I expect to continue work on these projects during the 2011 winter semester. I hope that during this time we will be able to better understand the structure of the protein. This knowledge will help us design and construct the biosensor. Upon completion of the research we hope to publish both the structural findings of the protein as well as the details of the biosensor project. We remain set on providing researchers with a method for real-time, in vivo measurement of NAD levels.

I have greatly enjoyed being able to work on the NAD biosensor project, and I thank ORCA for the generous grant that continues to help me dedicate time to lab work. I would also like to thank my mentor, Dr. Julianne Grose, for her patience with me while I navigate the learning curve of research. I recognize the unique opportunity I have to work so closely with a professor as an undergraduate and am grateful for the time and energy she places in these projects.

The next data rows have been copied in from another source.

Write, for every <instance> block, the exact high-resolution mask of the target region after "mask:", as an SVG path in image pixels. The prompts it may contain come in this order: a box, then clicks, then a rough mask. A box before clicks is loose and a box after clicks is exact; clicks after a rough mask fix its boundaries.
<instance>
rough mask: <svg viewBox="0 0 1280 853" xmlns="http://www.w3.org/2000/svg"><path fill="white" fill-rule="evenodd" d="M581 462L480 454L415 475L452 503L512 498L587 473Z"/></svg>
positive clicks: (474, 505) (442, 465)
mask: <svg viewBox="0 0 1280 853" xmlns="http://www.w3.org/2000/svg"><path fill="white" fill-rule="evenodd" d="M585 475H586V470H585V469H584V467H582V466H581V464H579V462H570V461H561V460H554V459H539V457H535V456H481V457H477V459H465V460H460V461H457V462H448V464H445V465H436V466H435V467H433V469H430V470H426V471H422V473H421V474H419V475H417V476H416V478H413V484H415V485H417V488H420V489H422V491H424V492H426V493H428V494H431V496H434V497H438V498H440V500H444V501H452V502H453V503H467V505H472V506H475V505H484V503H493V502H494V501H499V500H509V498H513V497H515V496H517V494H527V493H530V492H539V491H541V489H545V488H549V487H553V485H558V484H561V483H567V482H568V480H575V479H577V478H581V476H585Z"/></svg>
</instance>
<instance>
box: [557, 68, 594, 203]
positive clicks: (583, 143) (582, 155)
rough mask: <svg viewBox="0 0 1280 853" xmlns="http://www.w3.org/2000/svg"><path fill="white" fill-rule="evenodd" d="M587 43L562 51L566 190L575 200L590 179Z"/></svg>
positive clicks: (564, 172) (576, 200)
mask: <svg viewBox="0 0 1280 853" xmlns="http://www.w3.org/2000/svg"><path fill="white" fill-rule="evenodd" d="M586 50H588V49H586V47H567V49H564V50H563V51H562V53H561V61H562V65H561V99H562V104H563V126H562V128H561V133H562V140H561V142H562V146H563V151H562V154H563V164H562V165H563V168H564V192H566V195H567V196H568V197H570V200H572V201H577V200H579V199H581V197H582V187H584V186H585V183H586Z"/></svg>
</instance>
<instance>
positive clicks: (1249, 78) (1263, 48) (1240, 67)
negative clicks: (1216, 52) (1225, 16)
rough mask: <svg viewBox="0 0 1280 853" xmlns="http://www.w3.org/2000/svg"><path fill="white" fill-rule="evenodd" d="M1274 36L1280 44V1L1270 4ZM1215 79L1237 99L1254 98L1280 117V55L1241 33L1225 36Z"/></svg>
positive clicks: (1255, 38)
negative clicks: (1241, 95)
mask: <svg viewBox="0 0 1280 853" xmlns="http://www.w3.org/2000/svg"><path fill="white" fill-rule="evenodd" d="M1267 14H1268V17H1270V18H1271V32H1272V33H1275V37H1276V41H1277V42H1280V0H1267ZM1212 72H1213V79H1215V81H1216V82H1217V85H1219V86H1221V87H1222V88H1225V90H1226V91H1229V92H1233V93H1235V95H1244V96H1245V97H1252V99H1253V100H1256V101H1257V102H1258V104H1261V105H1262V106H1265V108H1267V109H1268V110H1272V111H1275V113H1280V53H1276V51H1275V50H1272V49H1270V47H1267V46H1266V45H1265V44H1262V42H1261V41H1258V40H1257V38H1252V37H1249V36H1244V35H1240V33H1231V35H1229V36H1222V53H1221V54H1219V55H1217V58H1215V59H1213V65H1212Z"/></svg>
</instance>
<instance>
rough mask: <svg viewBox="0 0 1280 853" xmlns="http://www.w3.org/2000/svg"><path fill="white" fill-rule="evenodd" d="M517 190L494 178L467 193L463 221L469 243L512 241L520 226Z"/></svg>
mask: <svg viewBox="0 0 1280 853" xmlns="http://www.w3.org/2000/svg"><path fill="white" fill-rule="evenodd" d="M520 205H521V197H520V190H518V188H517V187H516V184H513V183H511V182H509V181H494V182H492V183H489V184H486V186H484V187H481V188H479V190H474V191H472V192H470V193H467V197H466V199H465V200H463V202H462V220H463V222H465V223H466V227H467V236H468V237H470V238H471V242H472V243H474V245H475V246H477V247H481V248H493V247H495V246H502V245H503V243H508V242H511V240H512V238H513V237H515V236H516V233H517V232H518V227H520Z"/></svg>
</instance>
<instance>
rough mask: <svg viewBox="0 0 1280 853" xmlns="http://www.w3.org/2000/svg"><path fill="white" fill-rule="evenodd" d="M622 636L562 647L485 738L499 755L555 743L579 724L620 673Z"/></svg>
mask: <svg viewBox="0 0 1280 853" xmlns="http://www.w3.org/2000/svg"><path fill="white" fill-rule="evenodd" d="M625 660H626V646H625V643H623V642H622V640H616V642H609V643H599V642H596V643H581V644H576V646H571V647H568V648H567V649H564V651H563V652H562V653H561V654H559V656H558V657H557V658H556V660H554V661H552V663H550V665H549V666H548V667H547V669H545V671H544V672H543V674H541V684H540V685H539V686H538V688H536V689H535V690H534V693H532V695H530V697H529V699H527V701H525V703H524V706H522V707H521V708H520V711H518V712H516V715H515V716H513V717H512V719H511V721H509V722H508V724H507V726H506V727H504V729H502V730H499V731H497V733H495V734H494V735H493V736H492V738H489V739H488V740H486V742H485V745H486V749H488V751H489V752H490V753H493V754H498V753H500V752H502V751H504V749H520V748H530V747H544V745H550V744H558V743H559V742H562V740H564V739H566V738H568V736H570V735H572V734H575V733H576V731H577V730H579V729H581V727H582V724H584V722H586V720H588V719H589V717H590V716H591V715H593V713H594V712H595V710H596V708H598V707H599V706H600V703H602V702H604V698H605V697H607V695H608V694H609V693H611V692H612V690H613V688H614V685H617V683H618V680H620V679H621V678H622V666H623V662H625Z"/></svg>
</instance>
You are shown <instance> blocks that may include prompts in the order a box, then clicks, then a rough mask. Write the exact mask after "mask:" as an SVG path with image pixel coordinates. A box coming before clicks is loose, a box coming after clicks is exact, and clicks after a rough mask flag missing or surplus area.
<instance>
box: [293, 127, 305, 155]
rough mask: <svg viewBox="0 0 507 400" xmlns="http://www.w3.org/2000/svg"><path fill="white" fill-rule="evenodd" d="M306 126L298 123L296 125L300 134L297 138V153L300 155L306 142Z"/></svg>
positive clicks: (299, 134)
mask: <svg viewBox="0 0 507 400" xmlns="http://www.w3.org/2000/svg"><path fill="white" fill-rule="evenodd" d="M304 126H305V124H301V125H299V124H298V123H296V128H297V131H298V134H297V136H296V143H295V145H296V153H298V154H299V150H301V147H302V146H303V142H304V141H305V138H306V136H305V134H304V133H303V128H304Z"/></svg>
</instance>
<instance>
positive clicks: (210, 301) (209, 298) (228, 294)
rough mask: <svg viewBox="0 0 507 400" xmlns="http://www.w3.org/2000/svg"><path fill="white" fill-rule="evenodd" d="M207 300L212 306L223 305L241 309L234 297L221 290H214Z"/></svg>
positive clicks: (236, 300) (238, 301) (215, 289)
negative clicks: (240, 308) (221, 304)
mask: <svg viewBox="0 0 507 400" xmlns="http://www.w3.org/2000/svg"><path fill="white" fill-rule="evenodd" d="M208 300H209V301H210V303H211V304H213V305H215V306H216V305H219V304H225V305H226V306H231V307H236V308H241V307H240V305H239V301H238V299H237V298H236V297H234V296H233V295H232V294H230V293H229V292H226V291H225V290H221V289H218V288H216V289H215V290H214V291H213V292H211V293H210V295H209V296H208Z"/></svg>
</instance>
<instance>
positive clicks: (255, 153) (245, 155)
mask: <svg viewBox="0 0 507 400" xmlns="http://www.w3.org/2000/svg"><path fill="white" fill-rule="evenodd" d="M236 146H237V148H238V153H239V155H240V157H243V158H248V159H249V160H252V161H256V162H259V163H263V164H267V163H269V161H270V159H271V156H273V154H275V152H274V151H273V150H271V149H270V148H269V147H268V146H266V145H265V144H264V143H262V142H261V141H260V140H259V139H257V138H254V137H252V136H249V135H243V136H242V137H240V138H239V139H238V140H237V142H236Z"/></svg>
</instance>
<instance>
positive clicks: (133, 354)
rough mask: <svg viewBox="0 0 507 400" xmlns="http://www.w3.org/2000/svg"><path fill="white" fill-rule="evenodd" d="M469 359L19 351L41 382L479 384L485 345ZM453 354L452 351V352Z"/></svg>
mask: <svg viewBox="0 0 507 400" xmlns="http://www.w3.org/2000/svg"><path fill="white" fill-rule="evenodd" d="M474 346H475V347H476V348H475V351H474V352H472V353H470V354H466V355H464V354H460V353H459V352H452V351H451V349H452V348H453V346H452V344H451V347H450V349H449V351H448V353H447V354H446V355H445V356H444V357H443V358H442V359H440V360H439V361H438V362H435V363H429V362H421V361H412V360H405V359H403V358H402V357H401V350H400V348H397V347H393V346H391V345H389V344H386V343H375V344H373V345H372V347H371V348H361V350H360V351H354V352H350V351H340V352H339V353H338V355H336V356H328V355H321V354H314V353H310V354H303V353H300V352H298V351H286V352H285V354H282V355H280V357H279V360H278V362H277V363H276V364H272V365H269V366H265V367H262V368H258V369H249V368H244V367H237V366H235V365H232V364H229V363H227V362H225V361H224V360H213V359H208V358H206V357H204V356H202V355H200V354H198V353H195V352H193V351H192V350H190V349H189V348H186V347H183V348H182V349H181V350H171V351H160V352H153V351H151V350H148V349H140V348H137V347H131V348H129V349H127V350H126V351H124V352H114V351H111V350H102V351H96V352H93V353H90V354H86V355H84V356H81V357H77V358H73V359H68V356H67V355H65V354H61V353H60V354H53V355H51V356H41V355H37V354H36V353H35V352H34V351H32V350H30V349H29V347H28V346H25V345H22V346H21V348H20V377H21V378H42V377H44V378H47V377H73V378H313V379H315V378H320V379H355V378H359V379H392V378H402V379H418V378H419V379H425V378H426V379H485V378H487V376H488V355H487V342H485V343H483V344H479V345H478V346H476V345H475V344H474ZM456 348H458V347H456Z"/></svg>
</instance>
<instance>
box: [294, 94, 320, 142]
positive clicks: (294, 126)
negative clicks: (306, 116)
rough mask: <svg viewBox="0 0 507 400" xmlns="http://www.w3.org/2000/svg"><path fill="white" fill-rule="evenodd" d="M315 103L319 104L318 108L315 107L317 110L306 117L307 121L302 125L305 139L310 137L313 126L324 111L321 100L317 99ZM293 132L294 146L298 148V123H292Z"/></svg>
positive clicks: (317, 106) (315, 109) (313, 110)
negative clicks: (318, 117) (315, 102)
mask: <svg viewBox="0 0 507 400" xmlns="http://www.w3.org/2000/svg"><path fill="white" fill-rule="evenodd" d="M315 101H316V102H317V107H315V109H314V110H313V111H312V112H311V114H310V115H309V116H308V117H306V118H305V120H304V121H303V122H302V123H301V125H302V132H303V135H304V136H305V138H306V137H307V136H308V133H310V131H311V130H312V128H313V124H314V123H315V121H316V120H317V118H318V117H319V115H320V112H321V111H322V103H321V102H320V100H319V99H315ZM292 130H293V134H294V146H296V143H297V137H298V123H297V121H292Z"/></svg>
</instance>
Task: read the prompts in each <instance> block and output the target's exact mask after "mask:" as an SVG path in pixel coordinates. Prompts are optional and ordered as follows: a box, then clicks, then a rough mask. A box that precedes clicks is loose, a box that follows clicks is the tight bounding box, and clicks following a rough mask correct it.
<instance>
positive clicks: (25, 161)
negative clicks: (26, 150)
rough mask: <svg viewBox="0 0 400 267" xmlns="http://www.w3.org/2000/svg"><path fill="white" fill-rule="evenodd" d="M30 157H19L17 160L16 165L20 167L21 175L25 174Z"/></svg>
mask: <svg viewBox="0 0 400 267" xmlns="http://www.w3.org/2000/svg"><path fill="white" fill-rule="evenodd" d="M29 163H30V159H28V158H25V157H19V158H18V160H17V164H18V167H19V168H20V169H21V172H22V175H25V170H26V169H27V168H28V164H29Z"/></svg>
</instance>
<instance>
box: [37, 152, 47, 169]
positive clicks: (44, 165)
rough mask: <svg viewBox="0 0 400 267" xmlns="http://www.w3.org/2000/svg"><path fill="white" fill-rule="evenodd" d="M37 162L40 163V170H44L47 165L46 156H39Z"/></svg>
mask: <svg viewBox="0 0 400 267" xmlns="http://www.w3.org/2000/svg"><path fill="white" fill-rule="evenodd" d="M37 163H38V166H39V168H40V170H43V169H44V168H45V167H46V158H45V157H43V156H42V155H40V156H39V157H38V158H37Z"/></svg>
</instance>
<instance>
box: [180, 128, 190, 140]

This research has helped me both academically as I apply material learned in my science classes, and spiritually as I learn more about the complexities of creation.

Sources

  • Grose JH, Bergthorsson U, Roth JR. Regulation of NAD synthesis by the trifunctional
    NadR protein of Salmonella enterica. J Bacteriol. 2005 Apr;187(8):2774-82.
  • Lundquist R, Olivera BM. Pyridine nucleotide metabolism in Escherichia coli. Exponential growth. J Biol Chem. 1971 Feb 25;246(4):1107.
  • Magni G, Orsomando G, Raffelli N, Ruggieri S. Enzymology of mammalian NAD metabolism in health and disease. Front Biosci. 2008 May 1;13:6135-54.